A Organização Mundial da Saúde (OMS) já falava sobre a temática em 2021. Segundo o relatório Ethics and governance of artificial intelligence for health (Ética e governança da inteligência artificial para a saúde, em tradução livre) da entidade vinculada à Organização das Nações Unidas (ONU), é preciso garantir alguns princípios para a regulamentação e governança da IA: proteger a autonomia humana; promover o bem-estar, a segurança e o interesse público; garantir transparência, explicabilidade e inteligibilidade; promover responsabilidade e prestação de contas; garantir inclusão e equidade e promover inteligência artificial que seja responsiva e sustentável.
No Brasil, a Lei Geral de Proteção de Dados é usada para garantir a proteção de dados do paciente e a tranquilidade para a exposição de seus diagnósticos. O Projeto de Lei 21/20 cria o marco legal do desenvolvimento e uso da IA pelo poder público, por empresas, entidades diversas e pessoas físicas.

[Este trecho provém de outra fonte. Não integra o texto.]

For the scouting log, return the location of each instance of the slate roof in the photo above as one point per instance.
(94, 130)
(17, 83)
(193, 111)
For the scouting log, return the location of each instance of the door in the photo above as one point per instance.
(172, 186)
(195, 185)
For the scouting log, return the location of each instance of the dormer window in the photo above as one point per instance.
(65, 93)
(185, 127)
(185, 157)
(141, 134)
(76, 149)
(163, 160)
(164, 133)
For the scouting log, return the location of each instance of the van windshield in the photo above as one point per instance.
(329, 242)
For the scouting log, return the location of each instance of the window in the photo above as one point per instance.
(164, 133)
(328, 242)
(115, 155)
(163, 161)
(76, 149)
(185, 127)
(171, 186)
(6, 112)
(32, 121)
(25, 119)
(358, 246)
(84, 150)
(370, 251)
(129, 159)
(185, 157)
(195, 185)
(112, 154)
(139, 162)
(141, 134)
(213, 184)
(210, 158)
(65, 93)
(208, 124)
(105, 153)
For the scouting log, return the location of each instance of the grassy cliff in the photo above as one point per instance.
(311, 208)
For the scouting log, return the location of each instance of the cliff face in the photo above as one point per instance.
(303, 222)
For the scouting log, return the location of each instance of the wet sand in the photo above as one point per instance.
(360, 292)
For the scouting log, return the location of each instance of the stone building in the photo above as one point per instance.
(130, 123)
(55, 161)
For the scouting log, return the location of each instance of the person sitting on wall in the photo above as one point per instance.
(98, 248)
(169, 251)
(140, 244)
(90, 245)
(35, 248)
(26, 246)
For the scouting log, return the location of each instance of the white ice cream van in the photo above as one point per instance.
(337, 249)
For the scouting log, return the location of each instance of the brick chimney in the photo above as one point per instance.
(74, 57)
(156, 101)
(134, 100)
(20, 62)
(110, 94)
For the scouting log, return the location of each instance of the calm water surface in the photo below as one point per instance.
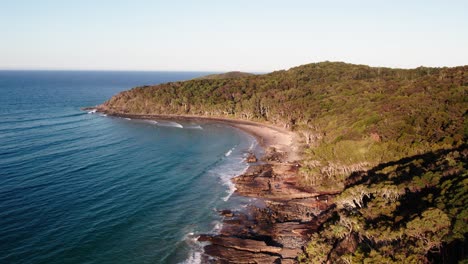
(85, 188)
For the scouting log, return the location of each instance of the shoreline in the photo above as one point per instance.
(277, 231)
(267, 135)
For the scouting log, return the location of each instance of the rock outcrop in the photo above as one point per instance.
(276, 231)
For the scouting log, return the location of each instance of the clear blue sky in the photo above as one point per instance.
(220, 35)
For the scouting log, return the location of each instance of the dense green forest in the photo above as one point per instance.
(402, 132)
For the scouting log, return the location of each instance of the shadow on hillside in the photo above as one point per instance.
(406, 168)
(433, 179)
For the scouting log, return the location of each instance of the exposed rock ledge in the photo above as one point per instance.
(276, 231)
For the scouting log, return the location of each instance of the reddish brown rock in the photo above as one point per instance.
(251, 158)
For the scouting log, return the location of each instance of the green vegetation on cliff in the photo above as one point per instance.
(353, 119)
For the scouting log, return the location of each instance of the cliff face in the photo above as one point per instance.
(349, 115)
(390, 142)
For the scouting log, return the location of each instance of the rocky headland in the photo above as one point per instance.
(279, 224)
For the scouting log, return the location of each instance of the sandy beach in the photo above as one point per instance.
(283, 140)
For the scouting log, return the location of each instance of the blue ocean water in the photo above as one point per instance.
(85, 188)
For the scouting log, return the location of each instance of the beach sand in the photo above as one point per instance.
(283, 140)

O texto, em tramitação na Câmara dos Deputados, estabelece princípios, direitos, deveres e instrumentos de governança para a IA a fim de que se garantam os direitos humanos e os valores democráticos.
Na Abramed, os comitês discutem todas as questões que envolvem a proteção do paciente e as difundem entre seus associados. Resguardados esses princípios, as tecnologias tendem a se consolidar, como está acontecendo na saúde, uma vez que proporcionam benefícios múltiplos.